The fundamental difference between Gracie and Elizabeth is established when the former expresses her preference not to dwell on the past and the latter admits that she finds it helpful to reflect on past choices and mistakes. Gracie never seems to have fully understood that what she did was wrong, though she points out that while she is naive, she is not insecure.

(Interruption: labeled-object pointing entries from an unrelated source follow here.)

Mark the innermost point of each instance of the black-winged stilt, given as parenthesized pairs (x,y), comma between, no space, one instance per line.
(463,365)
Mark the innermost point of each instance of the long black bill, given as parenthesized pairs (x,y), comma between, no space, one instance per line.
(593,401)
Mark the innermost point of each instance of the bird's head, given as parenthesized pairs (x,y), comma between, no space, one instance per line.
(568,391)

The stealth monster in all of this is Elizabeth, with Portman deftly balancing the character’s polished interpersonal skills with her voracious ambition, making every bit of information and behavioral cue fair game as investigative material. On an early giveaway, she visits the pet store where Gracie and Joe were caught in the act, parked herself in the warehouse doorway and squirmed in imagined sexual pleasure, recalling the more demented extremes of Portman’s life. Black Swan play. You might want more scenes from that tenor, giving the movie a more vital boost.
The most shocking developments show Elizabeth’s willingness to prey on Joe’s vulnerability in a scene that includes a welcome rise in temperature and a touch of lurid Single white female creepiness. Even worse is what immediately follows, when she quite literally establishes that she is the adult. The film is not the best advertisement for the humanity of actors.
Melton is very good looking, with a certain kind of beauty that still bears clear traces of his teenage face, even if the limits of his range are visible in some of the more emotional scenes. But to be fair, there aren’t many young actors who wouldn’t be outclassed by Portman and Moore. The turbulence in Gracie and Joe’s marriage threatens to take serious damage, but somehow the film remains too understated to be dramatically satisfying.
The protagonists ensure that it always remains engrossing, but despite the raw nature of the reopened wounds, it’s all a bit icy. At regular intervals, Blauvelt’s camera comes close to the lush vegetation from which Joe picks tiny eggs for his hobby of rearing monarch butterflies. Those images indicate a greenhouse atmosphere whose rather academic may december could have used a little more.